Les experts ont décrit un certain nombre de meilleures pratiques en matière de services de dépistage, de prise de contact et d'engagement pour les jeunes en traitement. Les commentaires des experts ont été divisés en quatre catégories générales :
Les experts ont souligné l'importance que le personnel étende ses services de dépistage à tous les lieux de la collectivité où les jeunes se rassemblent (centres commerciaux, écoles, rues, centres de santé mentale, clubs, établissements de loisirs). Ils ont mis l'accent sur l'importance d'avoir des liens étroits avec les écoles ainsi qu'une présence renforcée dans celles-ci.
Ne vous attendez pas à ce que les jeunes marginaux se présentent d'eux-mêmes, il faut aller à leur rencontre dans les centres commerciaux, les arcades, les centres d'accueil et les écoles.
Les experts ont souligné le fait que les « services de dépistage de traitement » ne portaient pas uniquement sur l'emplacement géographique mais que cela correspondait à un certain type de relation entre le personnel et les clients.
Les travailleurs de rue se placent au même niveau que les jeunes de la rue; les travailleurs démontrent de la compassion et ils peuvent répondre à des besoins pratiques.

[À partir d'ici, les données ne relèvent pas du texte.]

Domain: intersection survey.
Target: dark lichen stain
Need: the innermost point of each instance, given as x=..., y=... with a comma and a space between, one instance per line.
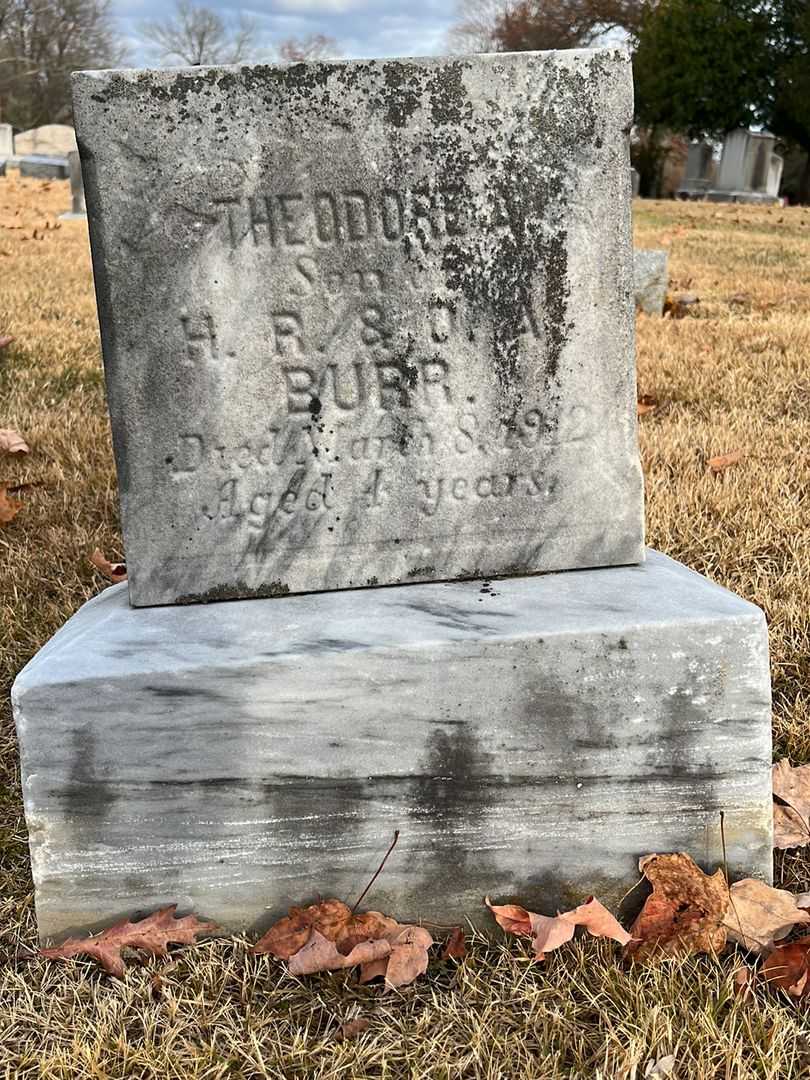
x=88, y=792
x=239, y=590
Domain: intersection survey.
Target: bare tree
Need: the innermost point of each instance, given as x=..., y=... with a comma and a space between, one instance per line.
x=518, y=25
x=41, y=42
x=315, y=46
x=194, y=35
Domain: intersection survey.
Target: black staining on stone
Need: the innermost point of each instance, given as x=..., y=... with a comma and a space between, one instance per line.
x=88, y=794
x=448, y=799
x=454, y=618
x=401, y=95
x=239, y=590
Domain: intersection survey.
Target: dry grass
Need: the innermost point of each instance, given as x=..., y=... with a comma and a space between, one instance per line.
x=730, y=375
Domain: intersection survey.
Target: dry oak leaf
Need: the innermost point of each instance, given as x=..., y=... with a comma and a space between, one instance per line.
x=353, y=1027
x=787, y=968
x=332, y=918
x=9, y=507
x=327, y=936
x=320, y=954
x=550, y=932
x=744, y=981
x=12, y=442
x=792, y=806
x=685, y=912
x=724, y=461
x=759, y=915
x=113, y=571
x=455, y=947
x=151, y=934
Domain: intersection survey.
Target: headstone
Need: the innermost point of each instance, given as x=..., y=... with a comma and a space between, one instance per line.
x=391, y=307
x=78, y=208
x=750, y=171
x=651, y=280
x=532, y=740
x=700, y=171
x=43, y=169
x=7, y=142
x=50, y=140
x=531, y=736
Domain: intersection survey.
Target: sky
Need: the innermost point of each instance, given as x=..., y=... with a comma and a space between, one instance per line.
x=361, y=27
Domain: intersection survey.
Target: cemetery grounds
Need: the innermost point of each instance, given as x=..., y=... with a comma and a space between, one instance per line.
x=732, y=374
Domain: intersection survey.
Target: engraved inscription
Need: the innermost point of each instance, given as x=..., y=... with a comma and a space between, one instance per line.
x=350, y=216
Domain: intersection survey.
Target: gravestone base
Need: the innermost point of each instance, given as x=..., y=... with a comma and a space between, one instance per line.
x=530, y=738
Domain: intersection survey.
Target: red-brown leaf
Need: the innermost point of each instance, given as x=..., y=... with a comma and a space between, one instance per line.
x=12, y=442
x=511, y=917
x=724, y=461
x=455, y=947
x=9, y=507
x=685, y=912
x=787, y=968
x=113, y=571
x=151, y=934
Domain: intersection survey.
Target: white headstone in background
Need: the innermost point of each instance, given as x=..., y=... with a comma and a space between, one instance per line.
x=7, y=140
x=50, y=140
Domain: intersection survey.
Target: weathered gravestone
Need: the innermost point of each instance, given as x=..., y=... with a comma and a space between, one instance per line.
x=531, y=736
x=78, y=210
x=42, y=167
x=651, y=279
x=7, y=142
x=370, y=334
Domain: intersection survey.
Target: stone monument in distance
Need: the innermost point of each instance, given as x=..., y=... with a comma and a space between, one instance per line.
x=367, y=332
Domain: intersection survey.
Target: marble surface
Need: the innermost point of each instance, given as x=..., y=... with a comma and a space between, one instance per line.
x=365, y=322
x=529, y=737
x=651, y=280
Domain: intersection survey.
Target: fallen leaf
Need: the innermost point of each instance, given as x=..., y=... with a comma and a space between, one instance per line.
x=684, y=913
x=677, y=307
x=115, y=571
x=511, y=917
x=353, y=1027
x=744, y=979
x=332, y=918
x=408, y=957
x=9, y=507
x=151, y=934
x=327, y=936
x=455, y=947
x=549, y=932
x=320, y=954
x=724, y=461
x=792, y=812
x=12, y=442
x=663, y=1067
x=786, y=968
x=758, y=915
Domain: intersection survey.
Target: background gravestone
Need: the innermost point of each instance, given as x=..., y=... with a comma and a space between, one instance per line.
x=370, y=333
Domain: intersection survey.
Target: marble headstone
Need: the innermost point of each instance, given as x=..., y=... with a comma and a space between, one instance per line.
x=530, y=739
x=363, y=322
x=651, y=280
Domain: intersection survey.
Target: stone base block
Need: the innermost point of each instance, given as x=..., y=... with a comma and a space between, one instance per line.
x=529, y=738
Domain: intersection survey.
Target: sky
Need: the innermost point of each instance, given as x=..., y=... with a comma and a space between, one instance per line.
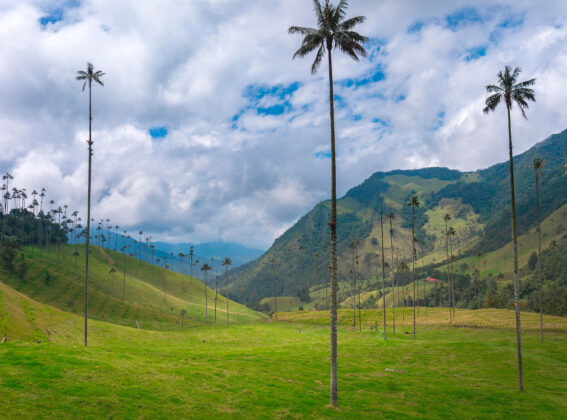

Les programmes d'alcoolisme et de toxicomanie doivent permettre de créer des liens de collaboration et de soutien à long terme avec les gens de la collectivité qui travaillent directement avec les jeunes, surtout le personnel scolaire. Les répondants ont souligné l'importance que les programmes soient accessibles, pour les jeunes, de manière conforme à leurs besoins (par exemple au moyen d'un service d'accueil). Les jeunes devraient être en mesure d'accèder à un certain niveau de services à tout moment sans être limité par les heures de bureau. Cet aspect est particulièrement important pour les jeunes de la rue. Les répondants ont également noté qu'il devrait y avoir moins de restrictions au sujet de la phase initiale de services. La démonstration d'un comportement violent devrait être l'une des rares restrictions qui entraînerait le renvoi à un programme plus spécialisé pour répondre aux besoins des jeunes qui souffrent de graves problèmes comportementaux.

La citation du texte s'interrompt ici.